Feminism finds itself in a complex state now due to the sheer amount of information and connectivity available with the rise of the Internet. Everyone has the ability to declare what feminism is and isn’t – so who has the ultimate say in what feminism is? It’s important to note that what defines feminism is unique to every feminist. Each person may need it for different reasons, and that’s what makes it so accessible and beneficial. The problem seems to be that those with the most radical opinions are usually the ones that gain the most attention; in this case, Women Against Feminism. Google Trends showed the term ‘Women Against Feminism’ was almost never searched for until July 2014, when the blog got media attention and became one of the most searched for blogs. These radical groups of women spark more controversy and therefore more discussion and are more widely heard, leading to a complete misunderstanding of feminism.
It’s hard to find an answer to what feminism means for everyone due to a variety of opinions on the subject. What’s liberating about feminism is that it means different things for different people. But while feminism is unique to each person, Women Against Feminism twists it into a hateful entity that attacks other’s beliefs instead of using their own to liberate themselves. Some people may just see the ignorant claims against feminism on their Facebook newsfeed or misandric views and believe that is what feminism is. However, what struck me about Women Against Feminism is that the women voicing their opinions often believed the same thing most other feminists believed. They wanted equality, not one gender dominating the other. Because at its core that’s what feminism is. It’s not about women overtaking men. It’s simply the women’s side of the humanistic issue of equality. Whether they knew it or not, some of the women on Women Against Feminism wanted a feminist world.
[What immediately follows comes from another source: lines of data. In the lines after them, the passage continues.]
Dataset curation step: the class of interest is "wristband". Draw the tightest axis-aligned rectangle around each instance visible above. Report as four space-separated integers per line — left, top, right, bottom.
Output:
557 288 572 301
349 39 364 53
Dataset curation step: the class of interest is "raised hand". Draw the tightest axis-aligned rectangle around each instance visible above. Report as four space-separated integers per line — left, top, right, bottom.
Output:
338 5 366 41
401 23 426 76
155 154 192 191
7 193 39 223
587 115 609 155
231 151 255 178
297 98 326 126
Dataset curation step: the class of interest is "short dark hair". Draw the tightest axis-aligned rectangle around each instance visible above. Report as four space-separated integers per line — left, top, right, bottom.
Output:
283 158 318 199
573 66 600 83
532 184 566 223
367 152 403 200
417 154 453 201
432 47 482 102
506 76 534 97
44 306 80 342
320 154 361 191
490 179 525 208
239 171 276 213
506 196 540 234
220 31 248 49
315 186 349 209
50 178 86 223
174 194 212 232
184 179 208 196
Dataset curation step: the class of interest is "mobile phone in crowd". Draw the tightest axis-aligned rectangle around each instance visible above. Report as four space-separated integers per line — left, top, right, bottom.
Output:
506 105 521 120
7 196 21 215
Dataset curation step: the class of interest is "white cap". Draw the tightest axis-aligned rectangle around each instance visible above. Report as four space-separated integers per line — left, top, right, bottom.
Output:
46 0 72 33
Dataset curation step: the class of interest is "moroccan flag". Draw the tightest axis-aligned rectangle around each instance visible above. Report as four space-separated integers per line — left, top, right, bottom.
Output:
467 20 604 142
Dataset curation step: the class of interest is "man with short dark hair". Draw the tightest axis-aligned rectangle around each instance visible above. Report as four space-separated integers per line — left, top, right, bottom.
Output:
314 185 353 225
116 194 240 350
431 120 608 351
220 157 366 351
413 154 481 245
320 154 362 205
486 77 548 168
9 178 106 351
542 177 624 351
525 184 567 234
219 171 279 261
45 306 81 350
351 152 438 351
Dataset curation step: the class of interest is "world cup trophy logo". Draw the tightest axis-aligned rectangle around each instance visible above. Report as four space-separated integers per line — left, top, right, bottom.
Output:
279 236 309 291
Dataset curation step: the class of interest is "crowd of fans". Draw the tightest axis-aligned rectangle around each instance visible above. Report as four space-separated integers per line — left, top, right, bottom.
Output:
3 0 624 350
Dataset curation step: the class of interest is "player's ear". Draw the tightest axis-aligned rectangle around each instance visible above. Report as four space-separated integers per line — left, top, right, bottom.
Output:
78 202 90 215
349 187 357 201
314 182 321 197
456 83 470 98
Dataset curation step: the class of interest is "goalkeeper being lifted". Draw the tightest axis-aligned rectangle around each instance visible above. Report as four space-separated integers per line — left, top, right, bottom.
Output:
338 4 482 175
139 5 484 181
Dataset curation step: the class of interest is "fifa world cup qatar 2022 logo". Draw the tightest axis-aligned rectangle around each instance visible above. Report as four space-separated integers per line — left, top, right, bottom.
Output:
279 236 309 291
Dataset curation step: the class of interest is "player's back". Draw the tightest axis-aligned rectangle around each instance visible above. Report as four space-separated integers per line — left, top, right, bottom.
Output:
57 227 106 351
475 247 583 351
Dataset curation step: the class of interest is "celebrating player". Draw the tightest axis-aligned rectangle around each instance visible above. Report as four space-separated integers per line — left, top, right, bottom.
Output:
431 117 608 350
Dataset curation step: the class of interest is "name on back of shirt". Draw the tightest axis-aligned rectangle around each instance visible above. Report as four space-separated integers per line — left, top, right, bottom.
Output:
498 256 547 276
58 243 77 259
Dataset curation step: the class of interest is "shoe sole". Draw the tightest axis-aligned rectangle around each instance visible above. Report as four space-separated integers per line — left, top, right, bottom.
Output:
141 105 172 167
Ultimately, the misrepresentation of feminism is horrifically bad for the goals of women in American society. Many of the anti-feminists on Women Against Feminism want feminist things, such as the ability to be able to choose motherhood or human rights for everyone. But, by actively rejecting feminism, they are also participating in the rejection of having the rights to make these choices. Whether they notice it or not, it’s feminist to want equality for everyone, including boys, and it’s feminist to want to chose a career, whether it be in an office or at the home. By rejecting feminism, they give up fighting for the ability to be able to make these choices. It was easy for Stanton’s feminism and second wave feminism to disappear, and it may happen to third wave feminism to as well, unless all of us together take a stand.